I’ve been working with my new apprentices and instructors the past couple of weeks on three vital elements of teaching and training others. Outside of the demonstration needed to introduce a technique, instructors can substantially increase student outcomes and retention with four easy to remember concepts:
- Motion -Creating motion (that is, moving with purpose and intent around the classroom) creates an emotional energy in the room. Motion sets the tone for the training session and can ignite your students. This is the simplest way to lead from the front during class. Stay in motion.
- Feedback – Students want to learn, and instructors have the information required to foster progress. Therefore, it’s important to offer constructive feedback to every student in class. It’s impossible to fix everything that needs addressing in a technique each class, but you can offer feedback that should significantly improve performance to each student in the classroom. Remember to start with the feet and work your way up.
- Encouragement – Remaining committed to the goals your students have set can be a challenge for them.
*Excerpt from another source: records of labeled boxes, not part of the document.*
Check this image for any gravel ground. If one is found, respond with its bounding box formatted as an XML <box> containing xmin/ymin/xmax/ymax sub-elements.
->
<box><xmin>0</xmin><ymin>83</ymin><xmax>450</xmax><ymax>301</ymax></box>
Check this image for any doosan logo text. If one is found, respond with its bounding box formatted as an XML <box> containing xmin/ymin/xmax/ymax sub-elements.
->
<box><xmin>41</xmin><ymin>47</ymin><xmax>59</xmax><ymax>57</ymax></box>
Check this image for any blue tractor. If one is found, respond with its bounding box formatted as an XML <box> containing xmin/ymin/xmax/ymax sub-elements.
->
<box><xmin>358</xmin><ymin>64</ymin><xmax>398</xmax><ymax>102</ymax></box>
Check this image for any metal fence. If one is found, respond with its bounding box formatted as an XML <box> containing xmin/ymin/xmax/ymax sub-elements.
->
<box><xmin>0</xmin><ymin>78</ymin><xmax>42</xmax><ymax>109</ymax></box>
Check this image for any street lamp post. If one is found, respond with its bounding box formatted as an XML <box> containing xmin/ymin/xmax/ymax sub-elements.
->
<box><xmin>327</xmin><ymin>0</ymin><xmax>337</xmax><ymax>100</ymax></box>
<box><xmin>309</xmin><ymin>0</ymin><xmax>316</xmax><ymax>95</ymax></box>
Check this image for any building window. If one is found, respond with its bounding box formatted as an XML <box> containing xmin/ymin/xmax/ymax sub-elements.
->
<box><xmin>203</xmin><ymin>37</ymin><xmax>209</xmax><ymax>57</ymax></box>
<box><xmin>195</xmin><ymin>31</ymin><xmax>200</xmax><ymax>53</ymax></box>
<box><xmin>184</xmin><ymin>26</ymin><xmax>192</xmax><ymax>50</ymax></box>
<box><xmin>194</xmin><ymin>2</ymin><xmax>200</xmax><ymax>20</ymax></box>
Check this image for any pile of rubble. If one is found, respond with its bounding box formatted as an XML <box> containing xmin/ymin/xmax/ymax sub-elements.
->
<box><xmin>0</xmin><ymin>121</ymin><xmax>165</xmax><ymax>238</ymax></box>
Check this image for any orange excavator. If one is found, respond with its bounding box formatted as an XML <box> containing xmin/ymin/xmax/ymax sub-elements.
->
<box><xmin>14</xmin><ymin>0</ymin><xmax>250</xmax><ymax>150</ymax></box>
Life and its many detours can get in the way. But, offering encouragement, especially when progress is achieved and/or when frustration sets in is an essential lifeline for your students.
- Voice – Learn to modulate your voice up and down, add inflection, and bring an emotional tone to your words – yell commands and whisper new ideas. The change in how your use your voice will help keep your students engaged and alert.
If you, as an instructor, can set the tone for class with motion, provide helpful feedback, offer encouragement at the right times, and use your voice as a training tool, your students and your school will flourish. Ignore these vital aspects of ongoing training and instruction and you’ll soon have no one to teach.
To remember this set of concepts use the phrase – My Face Encourages Violence of Action (M, F, E, V).
Now set you plan in motion and get the most out of your students!